Saat Blissett bergabung dengan Rossoneri lewat mahar yang cukup besar (£1 juta), terhitung masih amat jarang pesepakbola berkulit hitam yang merumput di Italia. Hal ini juga turut diakui Blissett: "Ketika saya bermain untuk Milan, saya merupakan satu dari sedikit pemain berkulit hitam di sana.”
Namun demikian, Blisset tetap optimistis dapat menunjukkan performa apik di San Siro. Ia mengatakan: “Saat saya tiba, dalam lima atau beberapa laga awal yang saya mainkan adalah laga persahabatan dan Coppa Italia. Saya mencetak sembilan gol dalam lima laga. Tentu saya cukup percaya diri menatap musim tersebut.”

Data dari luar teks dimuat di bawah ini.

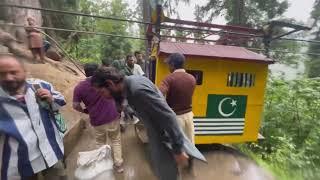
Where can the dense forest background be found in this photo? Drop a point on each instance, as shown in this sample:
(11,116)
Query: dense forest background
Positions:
(291,120)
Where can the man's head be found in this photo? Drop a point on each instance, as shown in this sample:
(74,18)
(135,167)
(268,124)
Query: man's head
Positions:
(138,56)
(31,21)
(105,63)
(108,79)
(12,73)
(130,61)
(90,68)
(176,61)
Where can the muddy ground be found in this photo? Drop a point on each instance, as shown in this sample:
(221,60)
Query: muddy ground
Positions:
(222,164)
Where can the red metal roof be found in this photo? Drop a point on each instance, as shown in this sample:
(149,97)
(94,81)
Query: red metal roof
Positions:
(215,51)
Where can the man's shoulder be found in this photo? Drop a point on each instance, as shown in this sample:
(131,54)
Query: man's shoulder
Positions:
(83,83)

Pelatihnya di Milan saat itu, Ilario Castagner, juga turut memberi semangat: “Blissett, sekali ia mencetak gol, ia tak akan berhenti. Pegang kata-kata saya.”
Sialnya, optimisme tersebut tak pernah kesampaian.
Di tengah sorotan yang mengelilinginya, Blissett justru tampil buruk dengan tampil di 30 penampilan liga dan hanya mencetak lima gol. Mudah saja baginya kemudian untuk menjadi sasaran empuk serangan rasial para suporter. Alhasil, ia pun dijual kembali ke Watford di musim berikutnya dengan separuh harga: £550 ribu.
Beberapa rumor menyebutkan, Milan sebetulnya bukan hendak mendatangkan Blissett, melainkan John Barnes, rekan setim Blissett di Watford yang namanya kala itu juga tengah moncer. Namun, bagi jurnalis sepakbola Italia, Gabriele Marcotti, rumor tersebut jauh panggang dari api.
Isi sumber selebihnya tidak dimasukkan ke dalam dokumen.